At the beginning of every quarter since 2006, investor Mario Gabelli's stockpicking team has gone out on a limb to highlight five stocks as its top choices for the next three-month period. Incredible as it may seem, the picks invariably outperform the market.
Here's the score: Since starting its "Focus Five" stock picks on Jan. 31, 2006, Gabelli's choices have posted an average gain of 133.8%, vs. a loss of 14.6% for the Standard & Poor's 500-stock index over the same period. And for this year's third quarter, Gabelli's picks again smartly outperformed the market, advancing an average 9.48%, vs. the S&P's 4.93%.
The Gabelli Five in the third quarter were Hansen Natural (HANS), which rose 16.6%; Walgreen (WAG), which climbed 21.8%; Coca-Cola (KO), up almost 7%; Waste Management (WM), 6.3% higher; and SCANA (SCG), which lost 4.3%.
For the fourth quarter, Gabelli spotlights five diverse stocks: Constellation Brands (STZ), currently trading at 15; DirecTV Group (DTV) at 26; MasterCard (MA) at 219; Millicom International Cellular (MICC) at 62; and Safeway (SWY) at 22.
trading at a discount Daniel Miller, who heads the Gabelli team that researches and analyzes the stocks for Focus Five, points out that each one trades at a relative discount to its intrinsic value and could be propelled higher by events in the near term.
Constellation Brands, a global producer and marketer of alcoholic beverages, controls 15% of the U.S. wine market and should benefit from the inclination of consumers to trade down to mid-priced wine brands, says Miller. He notes that the stock, now at 15, is selling at a significant discount to its peers, despite the company's leading market share and profit margins of about 20%. He says that's because Constellation shares don't reflect the company's 50% stake in Crown Imports, a leading U.S. beer importer. Miller figures Constellation's intrinsic worth is 25.
DirecTV, a major U.S. provider of direct broadcast satellite TV service, with more than 18.3 million subscribers in the U.S. and nearly 6.2 million in Latin America, has significant growth potential, according to Miller. He says its cash-generating operations are driven by the company's distinct programming, its technology, and its customers.
Miller says that when DirecTV's merger with Liberty Media is completed soon, "we expect to see a material stock repurchase and a spin-off of its DirecTV Latin American unit." But the big kicker in the stock, he points out, is the possibility that DirecTV may end up being acquired by or merging with a large telecom company. Miller puts the intrinsic value of the company at 48.

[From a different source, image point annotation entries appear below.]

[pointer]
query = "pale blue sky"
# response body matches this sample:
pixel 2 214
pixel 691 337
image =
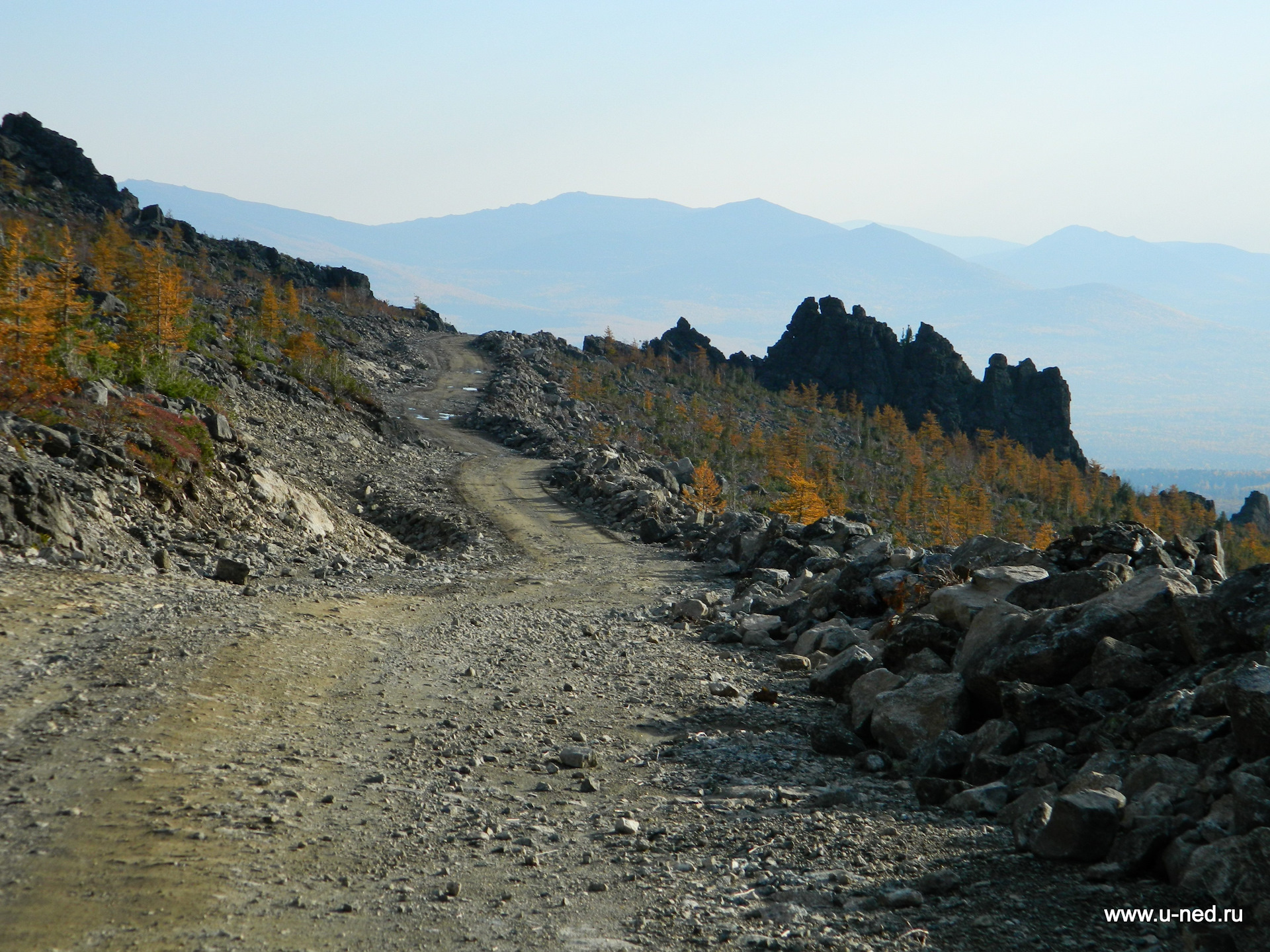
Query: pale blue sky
pixel 995 118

opportunities abroad MasterCard, a global leader in credit-card transaction processing and brand licensing that operates in more than 210 countries, continues to use its strong global network to expand its reach, the Gabelli team notes. Miller expects that with cost-cutting and operating efficiency, MasterCard should see profit margins reach 45% in 2011, up from 39% in 2008. Another positive is the potential for further growth from the company's debit cards, which MasterCard is pushing as a replacement for cash transactions. Miller estimates MasterCard's intrinsic value to be 310.
Millicom International Cellular, one of the largest developers and operators of cell-phone systems worldwide, with operations primarily in Latin America, Africa, and Europe, is focusing on further expanding in those areas, notes Miller. He calls Millicom one of the fastest-growing cell-phone companies in the world.

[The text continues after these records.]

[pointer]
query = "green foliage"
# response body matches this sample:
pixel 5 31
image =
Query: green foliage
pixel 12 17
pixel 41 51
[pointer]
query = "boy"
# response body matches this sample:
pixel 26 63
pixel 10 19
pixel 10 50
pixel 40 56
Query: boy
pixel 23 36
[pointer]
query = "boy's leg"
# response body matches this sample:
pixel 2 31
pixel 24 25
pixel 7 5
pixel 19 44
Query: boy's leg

Broadband is a significant growth opportunity for the company, Miller says, because penetration of fixed and mobile broadband is still in the low single digits in the markets where the company operates. He puts Millicom's intrinsic value at 95.
Safeway, a major food retailer that operates about 1,760 stores in the U.S. and Canada, has transformed 75% of its stores to offer consumers a better and more convenient shopping experience, says Miller. It has also built robust private-label products that generate high margins, he says. Safeway's Blackhawk gift card business alone, he notes, is worth $5 a share. On the financial side, the company is using a significant part of its free cash flow to reduce debt, repurchase shares, and support its dividend, which currently yields 1.78%.

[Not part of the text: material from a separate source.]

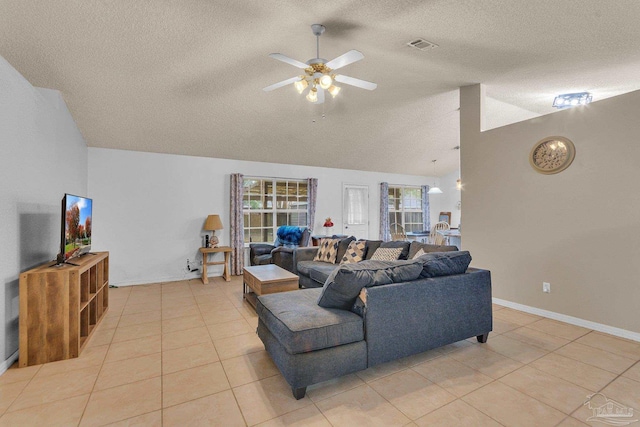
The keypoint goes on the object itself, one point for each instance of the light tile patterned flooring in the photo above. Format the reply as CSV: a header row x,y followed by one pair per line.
x,y
184,353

The underlying principle behind the Gabelli Focus Five stock picks is pure value investing—buying shares of companies with assets that are worth more than the price of their shares. That is a basic tenet of the firm's investment strategy.
Nobody can guarantee positive investment results, but Gabelli's Focus Five selection has an impressive record of beating the market. For all of 2008, for example, the Focus Five picks posted an average gain of 9.42%, vs. the S&P 500's loss of 38.3%.